Washington Cultivation Laws
Washington Cultivation Laws could change with the passage of two new bills

Washington Cultivation Laws Could Change

The biggest problem with Washington state’s legalization bill is that it doesn’t include the right to cultivate marijuana. That’s why the Guru of Ganja, Ed Rosenthal, isn’t convinced the state really legalized marijuana. “Don’t let anyone say this is legalization. Nothing is legal except possession of under an ounce of store-bought marijuana,” the long time activist has said.

Possession of 28 grams is legal in Washington, but possession of 29 grams of weed is a crime. Possessing 40 grams or more is considered a felony and so is growing your own weed in your own backyard unless you have a medical marijuana permit, or you’re a commercial grower. However a new bill has been introduced in both the Washington House and Senate that would allow home cultivation. KIRO TV reports:

The bill, as well as a companion bill in the House sponsored by Rep. Brian Blake of Aberdeen would allow adults over 21 and older to grow six marijuana plants for personal use.  Growers could also possess up to 8 ounces of useable marijuana, and donate up to one ounce to another adult without compensation. But if people can grow their own pot would it hurt the recreational marijuana industry?

One recreational store owner says no. “I think it would be good for everybody to actually try it themselves and experience themselves,” said Noel Roberts, owner of Mary Mart in Tacoma.

Roberts says home grows wouldn’t hurt his business because growing high-quality marijuana is complicated. “There could actually be up to 20 different nutrients that are added it depends on how you grow it. But to actually get something on the shelves here, it takes a lot of love and a lot of work,” said Roberts.
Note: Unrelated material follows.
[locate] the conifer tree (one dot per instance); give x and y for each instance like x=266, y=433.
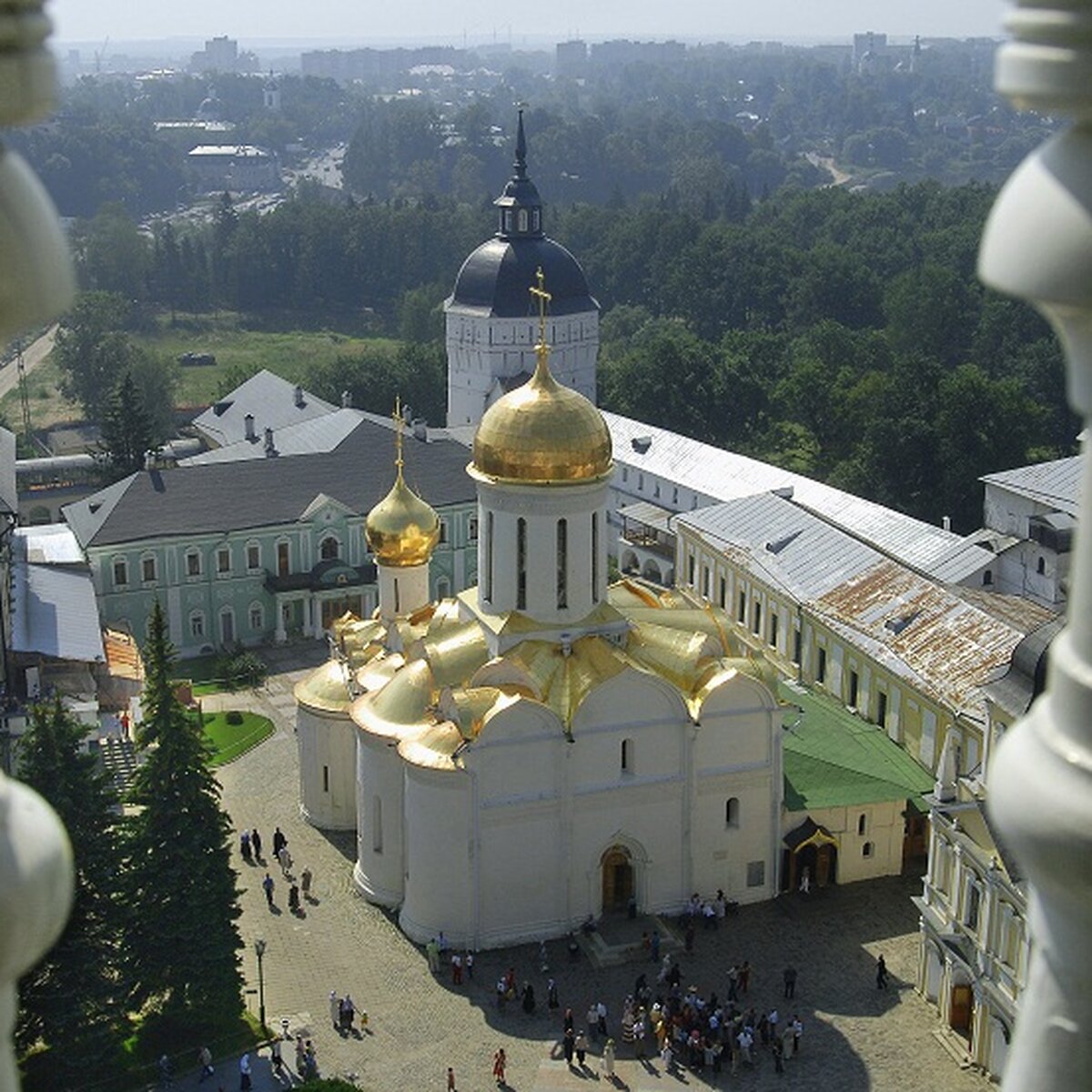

Legalization should allow adults the right to grow their own marijuana and share it with family and friends just liketomatoes. According to Rosenthal, more tomatoes are grown in America by home gardeners than are produced commercially. Yet there’s a robust commercial market for tomatoes and tomato products of all types—canned, vine-ripened, organic, sauces, soups, ketchups, etc. At the same time, small-scale specialty cultivators do well selling their produce at Farmers’ Markets, and home gardeners with extra tomatoes share the bounty with neighbors as gifts, in trade or through informal sales. Rosenthal thinks legal marijuana could be produced, bought and sold in the very same way.

“Commercial growers can thrive side-by-side with home and specialty cultivators,” he says.